Eh ! mon Dieu, madame, lui répondis-je aussi touchée qu’il est possible de l’être, commencez donc, comme vous en a tant prié Mme Darcire, commencez par perdre de vue tous ces objets-là : je vous le répète aussi bien qu’elle, donnez-nous le plaisir de vous voir tranquille, consolez-nous nous-mêmes du chagrin que vous nous faites.

Eh bien ! voilà qui est fini, me dit-elle ; vous avez raison ; il n’y a ni adversité, ni tristesse que tant de bonté de cœur ne doive assurément faire cesser.

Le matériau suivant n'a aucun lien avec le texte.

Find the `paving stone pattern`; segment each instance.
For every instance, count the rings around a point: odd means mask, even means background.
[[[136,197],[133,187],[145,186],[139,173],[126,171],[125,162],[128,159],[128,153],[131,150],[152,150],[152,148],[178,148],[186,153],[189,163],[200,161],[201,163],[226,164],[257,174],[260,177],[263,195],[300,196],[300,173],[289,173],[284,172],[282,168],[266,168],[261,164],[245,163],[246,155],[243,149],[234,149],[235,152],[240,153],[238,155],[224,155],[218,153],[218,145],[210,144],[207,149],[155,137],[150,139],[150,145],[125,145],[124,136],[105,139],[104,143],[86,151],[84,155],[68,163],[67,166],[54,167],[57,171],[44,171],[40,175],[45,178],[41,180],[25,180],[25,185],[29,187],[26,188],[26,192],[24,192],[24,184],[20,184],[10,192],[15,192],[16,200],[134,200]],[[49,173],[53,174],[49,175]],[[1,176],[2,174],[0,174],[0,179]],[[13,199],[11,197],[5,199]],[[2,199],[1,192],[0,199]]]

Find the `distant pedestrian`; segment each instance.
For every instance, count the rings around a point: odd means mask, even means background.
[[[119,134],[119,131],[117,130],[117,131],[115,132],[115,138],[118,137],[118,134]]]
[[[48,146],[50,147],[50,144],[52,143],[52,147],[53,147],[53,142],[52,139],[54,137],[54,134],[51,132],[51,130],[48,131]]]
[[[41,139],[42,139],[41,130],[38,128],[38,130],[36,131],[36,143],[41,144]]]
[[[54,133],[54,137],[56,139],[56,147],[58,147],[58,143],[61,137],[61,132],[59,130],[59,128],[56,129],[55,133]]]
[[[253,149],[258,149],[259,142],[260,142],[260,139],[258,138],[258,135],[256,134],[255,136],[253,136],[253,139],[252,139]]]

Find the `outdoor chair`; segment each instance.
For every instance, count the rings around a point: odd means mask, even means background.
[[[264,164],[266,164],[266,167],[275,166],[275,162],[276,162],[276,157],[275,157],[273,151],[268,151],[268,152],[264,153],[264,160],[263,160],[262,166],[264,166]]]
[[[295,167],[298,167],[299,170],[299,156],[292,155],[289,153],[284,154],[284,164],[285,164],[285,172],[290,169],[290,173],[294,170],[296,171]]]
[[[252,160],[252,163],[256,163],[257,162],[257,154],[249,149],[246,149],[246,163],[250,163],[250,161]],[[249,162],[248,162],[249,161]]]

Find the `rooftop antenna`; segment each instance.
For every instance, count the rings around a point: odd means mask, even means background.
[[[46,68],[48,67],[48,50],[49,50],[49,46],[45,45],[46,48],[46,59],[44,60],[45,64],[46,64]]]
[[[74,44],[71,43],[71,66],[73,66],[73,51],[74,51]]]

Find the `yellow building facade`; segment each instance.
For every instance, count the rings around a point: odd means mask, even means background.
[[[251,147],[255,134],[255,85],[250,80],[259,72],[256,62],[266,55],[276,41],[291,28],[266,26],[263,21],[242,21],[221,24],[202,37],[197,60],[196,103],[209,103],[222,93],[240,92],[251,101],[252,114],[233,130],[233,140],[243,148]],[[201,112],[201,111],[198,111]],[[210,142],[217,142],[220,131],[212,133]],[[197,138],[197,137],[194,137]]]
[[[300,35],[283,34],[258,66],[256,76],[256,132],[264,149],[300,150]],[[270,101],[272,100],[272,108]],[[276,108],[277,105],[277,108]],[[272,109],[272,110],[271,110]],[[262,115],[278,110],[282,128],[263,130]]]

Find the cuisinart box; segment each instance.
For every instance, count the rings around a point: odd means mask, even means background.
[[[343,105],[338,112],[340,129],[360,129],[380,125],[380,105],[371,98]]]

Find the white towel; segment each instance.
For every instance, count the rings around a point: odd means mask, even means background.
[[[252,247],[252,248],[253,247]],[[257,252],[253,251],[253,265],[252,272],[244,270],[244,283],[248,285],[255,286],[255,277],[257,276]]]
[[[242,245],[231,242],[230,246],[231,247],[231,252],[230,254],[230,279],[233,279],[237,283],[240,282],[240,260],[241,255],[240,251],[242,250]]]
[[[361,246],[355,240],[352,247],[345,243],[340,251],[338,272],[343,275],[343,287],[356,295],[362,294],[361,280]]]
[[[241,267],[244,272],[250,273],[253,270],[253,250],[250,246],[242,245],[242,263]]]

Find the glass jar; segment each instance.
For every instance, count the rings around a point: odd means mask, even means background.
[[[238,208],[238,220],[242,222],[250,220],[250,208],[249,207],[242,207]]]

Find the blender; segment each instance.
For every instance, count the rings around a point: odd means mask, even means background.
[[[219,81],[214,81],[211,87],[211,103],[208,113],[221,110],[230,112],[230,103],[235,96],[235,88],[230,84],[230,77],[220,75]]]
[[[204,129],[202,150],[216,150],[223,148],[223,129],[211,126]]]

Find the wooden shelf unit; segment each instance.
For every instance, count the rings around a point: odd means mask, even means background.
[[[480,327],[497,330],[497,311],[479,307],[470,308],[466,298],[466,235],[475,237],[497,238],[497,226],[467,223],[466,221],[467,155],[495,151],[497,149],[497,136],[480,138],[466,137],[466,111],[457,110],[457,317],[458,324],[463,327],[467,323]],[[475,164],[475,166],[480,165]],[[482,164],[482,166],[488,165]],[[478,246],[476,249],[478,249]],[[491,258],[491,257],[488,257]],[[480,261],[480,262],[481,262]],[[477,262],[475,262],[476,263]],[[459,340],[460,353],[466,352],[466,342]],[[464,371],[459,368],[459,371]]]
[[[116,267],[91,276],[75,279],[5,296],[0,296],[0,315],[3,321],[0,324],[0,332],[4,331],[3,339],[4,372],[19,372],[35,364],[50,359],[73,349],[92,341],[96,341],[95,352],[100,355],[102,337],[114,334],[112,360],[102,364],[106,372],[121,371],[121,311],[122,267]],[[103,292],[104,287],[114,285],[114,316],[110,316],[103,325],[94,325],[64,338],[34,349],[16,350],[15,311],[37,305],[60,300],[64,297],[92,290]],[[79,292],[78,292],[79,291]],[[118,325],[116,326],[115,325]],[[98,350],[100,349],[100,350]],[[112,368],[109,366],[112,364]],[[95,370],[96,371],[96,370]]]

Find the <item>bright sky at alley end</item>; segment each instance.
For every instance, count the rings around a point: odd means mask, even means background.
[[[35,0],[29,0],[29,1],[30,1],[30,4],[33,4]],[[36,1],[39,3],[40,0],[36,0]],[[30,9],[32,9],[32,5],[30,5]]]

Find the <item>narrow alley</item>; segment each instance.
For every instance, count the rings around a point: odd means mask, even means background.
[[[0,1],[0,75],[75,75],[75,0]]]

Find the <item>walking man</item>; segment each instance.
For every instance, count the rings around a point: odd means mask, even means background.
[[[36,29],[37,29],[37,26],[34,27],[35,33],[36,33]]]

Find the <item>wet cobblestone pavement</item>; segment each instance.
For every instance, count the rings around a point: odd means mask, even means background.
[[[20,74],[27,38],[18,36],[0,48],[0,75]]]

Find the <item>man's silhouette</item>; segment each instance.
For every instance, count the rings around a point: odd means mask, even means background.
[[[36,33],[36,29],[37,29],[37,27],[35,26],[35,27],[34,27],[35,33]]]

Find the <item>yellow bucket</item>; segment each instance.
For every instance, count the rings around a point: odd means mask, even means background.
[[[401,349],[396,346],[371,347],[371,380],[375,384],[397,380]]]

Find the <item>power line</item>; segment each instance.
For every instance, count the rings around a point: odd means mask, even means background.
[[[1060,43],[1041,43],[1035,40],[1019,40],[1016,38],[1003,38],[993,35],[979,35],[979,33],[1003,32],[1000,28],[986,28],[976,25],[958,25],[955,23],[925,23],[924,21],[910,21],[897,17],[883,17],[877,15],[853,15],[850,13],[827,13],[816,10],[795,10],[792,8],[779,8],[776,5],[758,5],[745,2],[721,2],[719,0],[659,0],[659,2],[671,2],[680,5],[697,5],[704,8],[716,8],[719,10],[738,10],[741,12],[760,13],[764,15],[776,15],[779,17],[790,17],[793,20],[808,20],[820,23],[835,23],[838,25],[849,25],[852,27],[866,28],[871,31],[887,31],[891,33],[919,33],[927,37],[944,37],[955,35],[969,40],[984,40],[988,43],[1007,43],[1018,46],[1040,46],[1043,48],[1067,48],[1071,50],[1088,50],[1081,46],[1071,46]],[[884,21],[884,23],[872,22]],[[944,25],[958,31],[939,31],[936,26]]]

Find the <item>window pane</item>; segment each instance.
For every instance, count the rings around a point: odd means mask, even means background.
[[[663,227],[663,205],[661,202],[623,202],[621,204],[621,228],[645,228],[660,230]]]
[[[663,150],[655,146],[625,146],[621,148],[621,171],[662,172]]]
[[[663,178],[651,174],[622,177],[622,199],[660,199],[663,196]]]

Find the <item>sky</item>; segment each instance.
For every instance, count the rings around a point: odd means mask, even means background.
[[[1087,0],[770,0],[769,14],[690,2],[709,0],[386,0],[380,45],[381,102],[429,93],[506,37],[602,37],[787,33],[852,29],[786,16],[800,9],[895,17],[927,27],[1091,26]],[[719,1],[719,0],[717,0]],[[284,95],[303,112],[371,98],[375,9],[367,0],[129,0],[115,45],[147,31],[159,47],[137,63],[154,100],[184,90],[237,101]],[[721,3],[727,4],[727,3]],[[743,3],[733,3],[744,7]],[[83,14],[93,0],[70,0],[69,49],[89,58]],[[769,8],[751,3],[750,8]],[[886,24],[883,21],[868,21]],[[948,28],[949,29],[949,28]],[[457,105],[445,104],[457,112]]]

Parlons de vous, mademoiselle ; où est cette mère que vous êtes venue retrouver, et qu’il y a si longtemps que vous n’avez vue ? Dites-m’en des nouvelles, est-ce que vous n’êtes pas encore avec elle ? Est-ce qu’elle est absente ? Ah ! mademoiselle, qu’elle doit vous aimer, qu’elle doit s’estimer heureuse d’avoir une fille comme vous ! Le ciel m’en a donné une aussi, mais ce n’est pas d’elle dont j’ai à me plaindre, il s’en faut bien. Elle ne prononça ces derniers mots qu’avec un extrême serrement de cœur.